"What do you think about the Dirty Dozen -- should I be buying those?"
That's the MOST COMMON question I get from consumers about organic produce. They all want to know if I think the Dirty Dozen is a good guideline for organic produce.
Confession time: I think the Environmental Working Group's "Shopper's Guide to Pesticides in Produce" is misguided, flippant and dangerous. Time and time again, the produce industry rebuts the EWG's re-analysis of the U.S. Department of Agriculture's Pesticide Data Program report. The report finds that more than 99% of produce tested has pesticide residue levels well below the EPA's threshold -- it's safe to eat. It's nutritious to eat. People should eat this produce. People should eat all produce. If you're choosing between produce and not produce -- choose produce.
The EWG, however, massages those numbers and throws out things like:
"Pears, Now With an Extra Helping of Pesticides, Join the Dirty Dozen"
How is this responsible? Do they really believe that eating a conventional pear comes with "an extra helping of pesticides?"
But, regardless of how I feel about the "Dirty Dozen" list, retailers need to know what's on it, because consumers really do use it as a guide to entry into the organics category.
When a consumer, interested in buying organic produce, does an internet search for "what to buy organic," they get pages and pages of materials that reference this list.
They walk in your store, list in hand (or on smart phone) looking for these items.
I've done scavenger hunts in the past, and I think it's time to do one again. Can you find all 12 items in one store?

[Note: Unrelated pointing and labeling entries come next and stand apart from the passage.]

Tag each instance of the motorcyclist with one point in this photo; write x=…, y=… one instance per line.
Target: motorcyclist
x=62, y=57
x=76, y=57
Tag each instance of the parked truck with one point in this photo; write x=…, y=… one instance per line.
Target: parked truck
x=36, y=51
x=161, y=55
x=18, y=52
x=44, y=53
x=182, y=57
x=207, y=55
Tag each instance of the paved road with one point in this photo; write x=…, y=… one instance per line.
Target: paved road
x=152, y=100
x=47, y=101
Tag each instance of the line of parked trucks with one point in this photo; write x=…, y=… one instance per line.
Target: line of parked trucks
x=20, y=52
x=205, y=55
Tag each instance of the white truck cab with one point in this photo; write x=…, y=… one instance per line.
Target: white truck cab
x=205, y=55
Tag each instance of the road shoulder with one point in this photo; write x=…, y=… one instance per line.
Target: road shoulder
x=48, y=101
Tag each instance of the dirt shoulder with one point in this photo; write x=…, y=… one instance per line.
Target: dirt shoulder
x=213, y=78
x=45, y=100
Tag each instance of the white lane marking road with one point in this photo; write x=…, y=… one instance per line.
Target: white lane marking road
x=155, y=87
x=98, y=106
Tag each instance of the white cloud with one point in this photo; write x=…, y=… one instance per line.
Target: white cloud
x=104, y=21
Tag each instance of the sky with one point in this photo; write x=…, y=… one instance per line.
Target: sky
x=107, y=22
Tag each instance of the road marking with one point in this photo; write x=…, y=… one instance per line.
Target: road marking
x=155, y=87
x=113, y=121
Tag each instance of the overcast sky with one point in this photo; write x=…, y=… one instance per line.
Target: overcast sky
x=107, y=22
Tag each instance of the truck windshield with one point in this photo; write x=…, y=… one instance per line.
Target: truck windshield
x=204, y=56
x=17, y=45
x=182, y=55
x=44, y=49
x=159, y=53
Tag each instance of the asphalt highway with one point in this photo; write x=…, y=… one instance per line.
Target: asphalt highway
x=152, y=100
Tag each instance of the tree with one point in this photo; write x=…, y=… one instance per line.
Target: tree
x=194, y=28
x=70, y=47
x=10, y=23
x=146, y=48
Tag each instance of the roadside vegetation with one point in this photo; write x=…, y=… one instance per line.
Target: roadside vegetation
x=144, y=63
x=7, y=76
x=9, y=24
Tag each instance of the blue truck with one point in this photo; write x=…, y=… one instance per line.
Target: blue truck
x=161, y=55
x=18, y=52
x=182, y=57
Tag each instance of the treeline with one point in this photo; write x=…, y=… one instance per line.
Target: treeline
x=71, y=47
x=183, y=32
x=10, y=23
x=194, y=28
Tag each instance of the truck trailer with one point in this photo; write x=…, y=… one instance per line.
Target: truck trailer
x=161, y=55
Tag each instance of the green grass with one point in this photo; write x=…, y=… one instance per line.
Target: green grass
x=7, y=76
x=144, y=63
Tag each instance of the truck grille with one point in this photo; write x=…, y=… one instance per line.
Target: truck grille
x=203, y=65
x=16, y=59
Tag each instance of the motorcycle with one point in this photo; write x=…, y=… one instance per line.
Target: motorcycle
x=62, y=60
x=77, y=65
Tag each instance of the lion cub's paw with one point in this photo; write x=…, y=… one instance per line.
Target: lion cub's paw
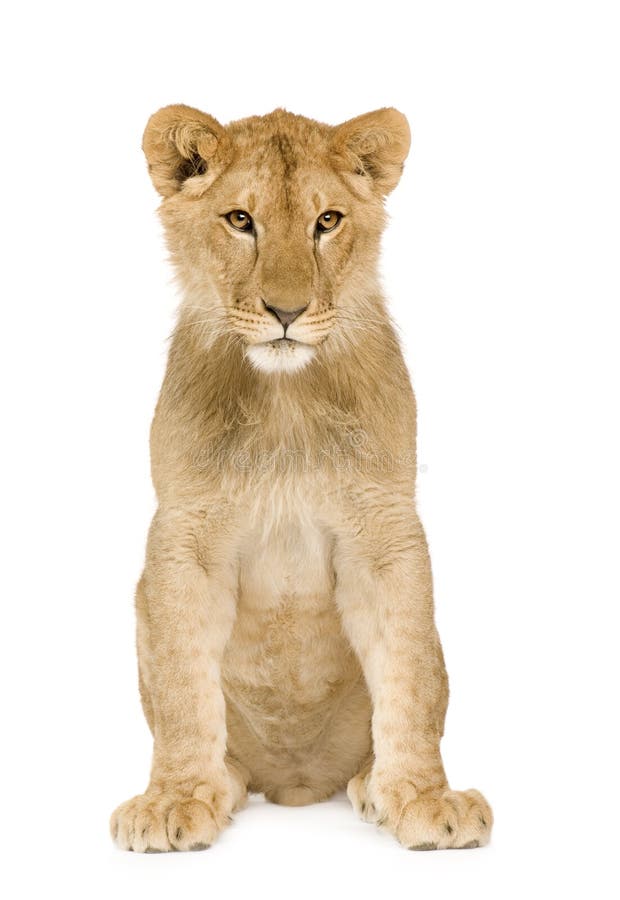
x=163, y=820
x=430, y=821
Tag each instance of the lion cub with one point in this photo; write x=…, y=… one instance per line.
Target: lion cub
x=285, y=626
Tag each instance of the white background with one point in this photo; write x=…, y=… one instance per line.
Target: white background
x=501, y=262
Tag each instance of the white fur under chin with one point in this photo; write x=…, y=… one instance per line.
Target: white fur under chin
x=280, y=356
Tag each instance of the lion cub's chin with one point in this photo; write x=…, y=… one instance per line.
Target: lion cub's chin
x=280, y=356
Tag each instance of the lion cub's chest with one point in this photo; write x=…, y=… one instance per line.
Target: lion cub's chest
x=287, y=645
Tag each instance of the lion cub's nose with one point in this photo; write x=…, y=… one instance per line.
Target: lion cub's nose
x=285, y=316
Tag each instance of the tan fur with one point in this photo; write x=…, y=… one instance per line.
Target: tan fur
x=286, y=635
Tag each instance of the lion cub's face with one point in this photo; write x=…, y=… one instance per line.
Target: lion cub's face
x=274, y=222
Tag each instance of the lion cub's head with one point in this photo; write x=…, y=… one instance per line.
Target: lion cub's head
x=274, y=224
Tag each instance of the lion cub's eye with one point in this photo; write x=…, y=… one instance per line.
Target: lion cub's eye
x=328, y=221
x=240, y=220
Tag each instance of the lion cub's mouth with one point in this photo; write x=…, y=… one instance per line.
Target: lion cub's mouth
x=281, y=355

If a consumer can't find that item in organic in their usual store, how likely do you think they are to make an extra trip?
Or they could just cross that item off their list -- and oftentimes that's what happens.
You don't want to lose that sale.
The produce industry doesn't want to lose that consumer.
Offer the option.
You don't have to agree with the EWG's dirty tactics, but you do have to stock your shelves.